En el contexto actual surge una duda: históricamente, ¿cuál ha sido la actuación de los hombres de Estado en tiempos de pandemia? La conclusión del profesor es que no ha habido hombres de Estado, a nivel estatal estadounidense, capaces de gestionar una crisis sanitaria. Washington huyó de Filadelfia en 1793, Andrew Jackson (presidente por aquel entonces y héroe de la batalla de Nueva Orleans) se negó a decretar un día de luto nacional por los muertos del cólera en 1832, y Wilson, presidente durante la gripe española, no hizo una sola mención sobre la enfermedad y sus muertos (unos 600.000 en Estados Unidos) durante todo su mandato.

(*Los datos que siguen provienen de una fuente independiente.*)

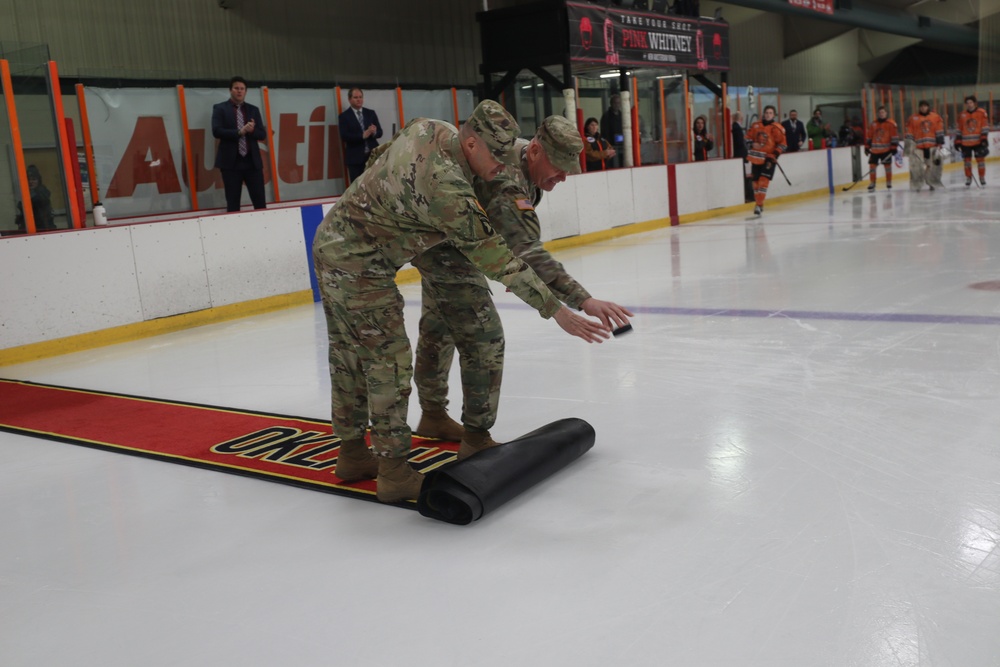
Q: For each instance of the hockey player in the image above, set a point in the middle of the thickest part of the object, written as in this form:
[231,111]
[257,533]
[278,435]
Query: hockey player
[883,140]
[973,138]
[766,141]
[924,139]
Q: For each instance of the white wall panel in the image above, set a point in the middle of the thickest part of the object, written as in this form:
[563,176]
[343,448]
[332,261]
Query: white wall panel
[727,179]
[170,267]
[67,283]
[62,284]
[692,187]
[622,206]
[756,53]
[254,255]
[562,215]
[650,193]
[593,201]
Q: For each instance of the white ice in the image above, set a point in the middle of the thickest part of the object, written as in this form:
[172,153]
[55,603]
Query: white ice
[797,464]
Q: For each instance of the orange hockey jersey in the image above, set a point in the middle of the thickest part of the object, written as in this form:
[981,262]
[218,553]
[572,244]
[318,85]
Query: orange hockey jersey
[883,136]
[973,128]
[765,141]
[926,131]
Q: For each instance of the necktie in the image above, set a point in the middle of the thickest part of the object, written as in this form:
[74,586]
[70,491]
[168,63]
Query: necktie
[239,127]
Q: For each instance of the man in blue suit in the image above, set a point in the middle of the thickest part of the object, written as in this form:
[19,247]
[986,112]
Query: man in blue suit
[795,131]
[359,130]
[238,126]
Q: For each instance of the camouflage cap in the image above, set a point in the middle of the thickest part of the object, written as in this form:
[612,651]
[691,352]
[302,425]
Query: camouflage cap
[495,126]
[562,143]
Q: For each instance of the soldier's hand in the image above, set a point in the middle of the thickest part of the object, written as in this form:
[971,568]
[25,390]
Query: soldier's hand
[611,314]
[589,330]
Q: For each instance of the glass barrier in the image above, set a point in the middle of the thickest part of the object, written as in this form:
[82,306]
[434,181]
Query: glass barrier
[42,156]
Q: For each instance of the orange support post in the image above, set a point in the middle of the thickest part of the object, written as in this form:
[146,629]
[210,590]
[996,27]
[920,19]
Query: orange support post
[188,156]
[636,136]
[343,157]
[399,103]
[68,152]
[892,109]
[88,144]
[864,111]
[687,118]
[663,122]
[270,142]
[727,135]
[15,132]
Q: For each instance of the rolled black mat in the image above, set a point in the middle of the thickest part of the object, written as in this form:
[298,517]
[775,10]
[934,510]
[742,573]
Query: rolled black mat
[464,491]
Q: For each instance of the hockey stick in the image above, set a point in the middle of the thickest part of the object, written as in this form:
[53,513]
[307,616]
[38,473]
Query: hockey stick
[778,165]
[857,181]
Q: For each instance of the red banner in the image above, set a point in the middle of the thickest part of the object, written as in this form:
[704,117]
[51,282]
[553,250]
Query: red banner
[613,36]
[822,6]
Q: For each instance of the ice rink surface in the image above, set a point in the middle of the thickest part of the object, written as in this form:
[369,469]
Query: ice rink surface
[797,464]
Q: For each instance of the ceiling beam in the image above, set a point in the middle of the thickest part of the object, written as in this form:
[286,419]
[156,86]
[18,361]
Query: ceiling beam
[862,15]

Sin embargo, donde surgen los hombres de Estado en las grandes crisis sanitarias estadounidenses es de las entrañas de la política local. Un ejemplo fue la actuación del alcalde de Filadelfia durante la fiebre amarilla: Mateo Clarkson. Ante el desentendimiento de G. Washington, este coordinó de forma eficiente la ciudad y organizó un hospital para combatir la fiebre amarilla en Bush Hill. Ante la falta de respuesta de los políticos estatales las grandes crisis sanitarias estadounidenses han sido capitaneadas por el nivel local.

El punto de reflexión que me gustaría lanzar con esto es la necesidad de confiar en el nivel local. Es evidente que el nivel local es siempre el más cercano a la ciudadanía y a las realidades sociales. La “localidad” es aquella donde se cuentan a cada uno de los muertos por la pandemia, el nivel en el que se sufre cada pérdida de un sanitario. Por ello, parece que hayamos aprendido nada de todas las batallas anteriores frente a las pandemias.

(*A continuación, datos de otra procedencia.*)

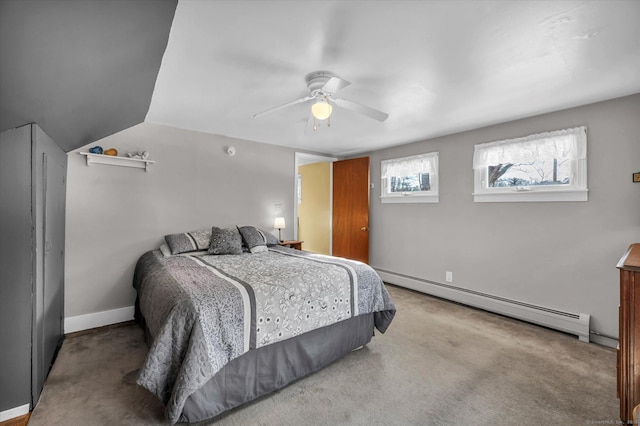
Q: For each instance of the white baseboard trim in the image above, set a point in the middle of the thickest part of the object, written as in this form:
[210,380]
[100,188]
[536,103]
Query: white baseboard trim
[98,319]
[14,412]
[577,324]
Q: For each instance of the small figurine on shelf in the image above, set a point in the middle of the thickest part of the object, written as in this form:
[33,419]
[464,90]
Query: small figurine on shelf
[138,155]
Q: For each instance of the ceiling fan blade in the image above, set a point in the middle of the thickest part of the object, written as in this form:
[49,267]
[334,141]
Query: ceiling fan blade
[297,101]
[334,84]
[359,108]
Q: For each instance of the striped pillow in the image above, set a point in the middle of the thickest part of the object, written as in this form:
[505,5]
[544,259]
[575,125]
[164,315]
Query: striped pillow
[189,241]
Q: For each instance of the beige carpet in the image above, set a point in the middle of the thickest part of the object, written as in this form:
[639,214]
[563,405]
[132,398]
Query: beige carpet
[438,364]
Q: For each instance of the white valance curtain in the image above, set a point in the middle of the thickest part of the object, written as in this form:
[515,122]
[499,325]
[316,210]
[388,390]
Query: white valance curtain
[568,143]
[409,166]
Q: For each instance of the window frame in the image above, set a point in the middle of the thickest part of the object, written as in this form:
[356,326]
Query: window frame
[575,191]
[431,196]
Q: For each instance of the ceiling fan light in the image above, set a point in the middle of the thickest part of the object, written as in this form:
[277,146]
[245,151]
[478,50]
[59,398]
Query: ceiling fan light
[321,110]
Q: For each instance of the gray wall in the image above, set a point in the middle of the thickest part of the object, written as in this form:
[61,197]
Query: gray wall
[81,69]
[560,255]
[115,214]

A día de hoy, se ha defendido una centralización que, si bien tiene aspectos positivos, no parece la solución más óptima. Una de las principales razones por las que se exige la centralización es por la creación de un registro de datos fiable y centralizado. Pero lo cierto es que, a día de hoy, hay suficientes medidas de interconectividad (startups que interconectan hospitales, médicos que hablan por redes sociales…) como para que podamos alcanzar unos datos suficientemente fiables acerca de la pandemia sin necesidad de privar de competencias a la autoridad local.

Por ello, las medidas adoptadas hasta la fecha deberían haber pretendido la creación de una verdadera red en la que el Estado, como coordinador, adquiriese y facilitase esa tarea realizada por cada uno de los centros sanitarios, municipios o diputaciones. Al fin y al cabo, no hay que olvidar que la lucha frente a la pandemia es una lucha casa por casa. Cada municipio conoce a la perfección la realidad de su terreno y, si bien solos no pueden hacer frente a algo de tales magnitudes, a través de un sistema de coordinación estatal su respuesta hubiese podido ser más eficaz. Los hombres de Estado de nuestra época deberían ser cada alcalde, cada sanitario o cada gestor de un centro hospitalario. No debemos confundirlos y sí buscar la forma de facilitarles el trabajo sin obstáculos externos ineficaces.